South Koreans Rally Against Troops to Iraq

Author: 
Agencies
Publication Date: 
Sun, 2003-12-07 03:00

SEOUL/WASHINGTON, 7 December 2003 — Some 3,000 people rallied near the US Embassy here yesterday to protest the South Korean government’s decision to send troops to Iraq, witnesses said.

The protesters braved freezing temperatures and gusting winds to chant anti-US and anti-government slogans on the pavement, some 150 meters away from the US Embassy compound.

“No troops to Iraq,” they shouted while waving banners. The protestors included activists, workers, students, teachers, farmers, street vendors and representatives for the urban poor.

They also chanted slogans opposing a free trade agreement with Chile and opening the market to agricultural imports.

Companies of riot police, who outnumbered the demonstrators, formed human barriers to block roads leading to the embassy.

Last month South Korean President Roh Moo-Hyun said he would consider sending around 3,000 troops, mostly non-combatants, to Iraq -- far fewer than the US requested.

More than 400 non-combatants from South Korea are already in Iraq.

The sensitive US request for more troops has split South Korean public opinion and the issue is heating up after an attack killed two South Koreans in Iraq and injured two others six days earlier.

The four electrical company workers from Seoul were ambushed in their car on a highway near the Iraqi town of Tikrit.

In an unrelated development, US Secretary of State Colin Powell discussed North Korea with his Chinese counterpart but there is still no firm date for a second round of six-party nuclear talks.

In a telephone call to Foreign Minister Li Zhaoxing, “We had a discussion about the progress we were making toward the next six-party meeting, which we hope will be in the not-too-distant future,” Powell told reporters.

But when asked about a firm date for the talks, he replied: “Not yet, no.”

US President George W. Bush and Chinese Premier Wen Jiabao are expected to discuss the issue when they meet at the White House next Tuesday.

The US, South Korea and Japan held working level discussions in Washington this week on North Korea but those did not produce a breakthrough either.

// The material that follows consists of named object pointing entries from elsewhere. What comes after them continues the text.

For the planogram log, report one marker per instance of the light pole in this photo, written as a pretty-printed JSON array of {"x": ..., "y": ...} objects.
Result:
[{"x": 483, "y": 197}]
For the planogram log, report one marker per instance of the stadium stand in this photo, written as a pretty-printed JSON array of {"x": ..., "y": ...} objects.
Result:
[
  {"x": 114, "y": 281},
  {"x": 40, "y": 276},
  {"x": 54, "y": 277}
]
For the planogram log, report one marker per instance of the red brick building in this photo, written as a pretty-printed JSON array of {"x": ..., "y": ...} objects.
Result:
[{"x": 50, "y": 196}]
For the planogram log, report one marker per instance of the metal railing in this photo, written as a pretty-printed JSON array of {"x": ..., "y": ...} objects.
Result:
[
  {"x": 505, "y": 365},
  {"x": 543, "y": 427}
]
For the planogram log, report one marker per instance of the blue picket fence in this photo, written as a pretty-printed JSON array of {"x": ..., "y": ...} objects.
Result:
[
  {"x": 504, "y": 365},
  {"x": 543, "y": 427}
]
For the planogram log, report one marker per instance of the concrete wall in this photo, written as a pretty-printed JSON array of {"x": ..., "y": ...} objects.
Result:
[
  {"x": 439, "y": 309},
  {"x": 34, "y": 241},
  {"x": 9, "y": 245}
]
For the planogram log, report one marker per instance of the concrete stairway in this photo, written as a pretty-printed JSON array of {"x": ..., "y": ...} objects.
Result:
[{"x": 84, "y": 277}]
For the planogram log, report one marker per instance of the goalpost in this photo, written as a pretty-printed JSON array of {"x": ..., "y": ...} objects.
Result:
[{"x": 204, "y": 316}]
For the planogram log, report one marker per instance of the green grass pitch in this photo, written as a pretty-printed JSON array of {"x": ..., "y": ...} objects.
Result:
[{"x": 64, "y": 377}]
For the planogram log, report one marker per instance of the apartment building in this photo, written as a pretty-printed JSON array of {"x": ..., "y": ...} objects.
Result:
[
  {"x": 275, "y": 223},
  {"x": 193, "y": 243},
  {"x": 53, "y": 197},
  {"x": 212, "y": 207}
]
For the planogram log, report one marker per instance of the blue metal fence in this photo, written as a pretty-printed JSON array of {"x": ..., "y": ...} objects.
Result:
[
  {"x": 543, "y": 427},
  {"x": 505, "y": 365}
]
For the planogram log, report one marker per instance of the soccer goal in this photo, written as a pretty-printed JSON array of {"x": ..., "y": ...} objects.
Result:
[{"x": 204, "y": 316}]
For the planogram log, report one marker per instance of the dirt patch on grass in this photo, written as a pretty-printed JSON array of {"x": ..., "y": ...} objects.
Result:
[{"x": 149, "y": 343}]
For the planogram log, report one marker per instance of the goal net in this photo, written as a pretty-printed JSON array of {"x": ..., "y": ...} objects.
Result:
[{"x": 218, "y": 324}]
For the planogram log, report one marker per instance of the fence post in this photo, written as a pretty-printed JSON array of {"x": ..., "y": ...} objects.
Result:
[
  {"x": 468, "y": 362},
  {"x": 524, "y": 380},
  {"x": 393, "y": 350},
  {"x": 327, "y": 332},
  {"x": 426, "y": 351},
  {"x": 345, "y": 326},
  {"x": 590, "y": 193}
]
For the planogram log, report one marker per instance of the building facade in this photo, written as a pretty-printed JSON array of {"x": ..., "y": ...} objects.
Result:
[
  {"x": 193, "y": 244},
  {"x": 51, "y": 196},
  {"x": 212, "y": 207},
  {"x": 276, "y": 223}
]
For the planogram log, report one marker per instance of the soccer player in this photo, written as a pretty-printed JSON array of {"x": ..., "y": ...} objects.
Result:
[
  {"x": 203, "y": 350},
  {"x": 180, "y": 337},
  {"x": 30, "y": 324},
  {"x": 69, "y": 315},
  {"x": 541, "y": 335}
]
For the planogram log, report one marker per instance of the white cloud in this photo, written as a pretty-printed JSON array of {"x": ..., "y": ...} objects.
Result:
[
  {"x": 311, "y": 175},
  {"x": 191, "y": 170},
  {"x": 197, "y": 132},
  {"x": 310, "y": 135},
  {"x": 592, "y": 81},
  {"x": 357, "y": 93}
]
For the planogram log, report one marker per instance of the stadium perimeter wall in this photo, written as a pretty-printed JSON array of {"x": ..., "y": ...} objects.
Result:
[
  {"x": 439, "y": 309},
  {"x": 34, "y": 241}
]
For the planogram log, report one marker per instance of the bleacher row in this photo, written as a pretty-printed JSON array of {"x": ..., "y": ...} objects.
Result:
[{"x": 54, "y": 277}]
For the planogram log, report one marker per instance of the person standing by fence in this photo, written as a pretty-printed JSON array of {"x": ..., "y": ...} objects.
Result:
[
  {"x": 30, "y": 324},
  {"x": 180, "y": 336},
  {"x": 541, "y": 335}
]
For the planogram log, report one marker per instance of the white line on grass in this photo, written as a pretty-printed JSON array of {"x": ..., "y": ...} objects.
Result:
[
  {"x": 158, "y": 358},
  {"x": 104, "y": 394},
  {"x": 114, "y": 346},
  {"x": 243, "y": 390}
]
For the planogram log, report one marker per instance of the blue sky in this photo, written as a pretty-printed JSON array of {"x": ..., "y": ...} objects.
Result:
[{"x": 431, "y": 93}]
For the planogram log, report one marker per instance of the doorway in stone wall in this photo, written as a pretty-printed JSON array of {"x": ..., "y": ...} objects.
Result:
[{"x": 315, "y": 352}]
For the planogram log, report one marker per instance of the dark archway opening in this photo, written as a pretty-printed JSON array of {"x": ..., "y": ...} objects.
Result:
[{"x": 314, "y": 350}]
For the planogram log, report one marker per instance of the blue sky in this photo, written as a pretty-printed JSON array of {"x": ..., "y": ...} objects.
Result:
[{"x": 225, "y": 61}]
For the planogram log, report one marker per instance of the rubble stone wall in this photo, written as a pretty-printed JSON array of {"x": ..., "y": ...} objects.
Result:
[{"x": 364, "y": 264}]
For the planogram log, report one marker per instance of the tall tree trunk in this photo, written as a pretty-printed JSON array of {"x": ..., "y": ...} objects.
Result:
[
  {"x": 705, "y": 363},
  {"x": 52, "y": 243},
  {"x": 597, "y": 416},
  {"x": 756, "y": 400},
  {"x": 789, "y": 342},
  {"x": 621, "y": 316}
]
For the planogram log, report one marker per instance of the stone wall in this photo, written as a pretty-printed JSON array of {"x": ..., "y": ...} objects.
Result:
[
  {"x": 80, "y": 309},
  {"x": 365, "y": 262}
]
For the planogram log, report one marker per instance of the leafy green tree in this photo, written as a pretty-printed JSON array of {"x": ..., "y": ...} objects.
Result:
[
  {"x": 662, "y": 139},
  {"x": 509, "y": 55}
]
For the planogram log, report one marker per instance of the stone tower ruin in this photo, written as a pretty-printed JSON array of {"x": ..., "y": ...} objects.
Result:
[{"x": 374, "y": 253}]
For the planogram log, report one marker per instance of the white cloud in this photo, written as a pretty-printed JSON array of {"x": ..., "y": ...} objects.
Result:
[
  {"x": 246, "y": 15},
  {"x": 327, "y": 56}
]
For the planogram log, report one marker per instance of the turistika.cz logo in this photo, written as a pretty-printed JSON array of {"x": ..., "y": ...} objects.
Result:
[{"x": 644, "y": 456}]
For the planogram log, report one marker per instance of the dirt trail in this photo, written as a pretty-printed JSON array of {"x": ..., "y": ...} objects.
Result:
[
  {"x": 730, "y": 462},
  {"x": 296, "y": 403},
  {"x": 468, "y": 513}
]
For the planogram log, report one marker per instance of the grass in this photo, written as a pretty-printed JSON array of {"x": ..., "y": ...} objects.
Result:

State Department deputy spokesman Adam Ereli said that despite the lack of a date, the US-hosted meetings were useful. The US, South Korea and Japan are “ready to convene a second round before the end of the year and believe that is possible,” he said.

“I think it was understood that the timing of the talks is a decision on which all parties must agree and that North Korea has not yet agreed to specific dates for the talks,” he said.

But other US and Asian officials, while not ruling out a second round this month, have said it looks likely the next round will be delayed until January or February.

US officials said the US and other countries involved in the planning — China, Russia, South Korea and Japan — are trying to agree in advance on a statement that would be issued at the conclusion of a second round of talks.

This means the results would be “pre-cooked” even before the parties convene.

A first round of six-way talks was held in Beijing in August but ended inconclusively.

The current nuclear crisis began in October 2002 when U.S. officials said Pyongyang had privately admitted pursuing a clandestine nuclear weapons program that violated its international agreements.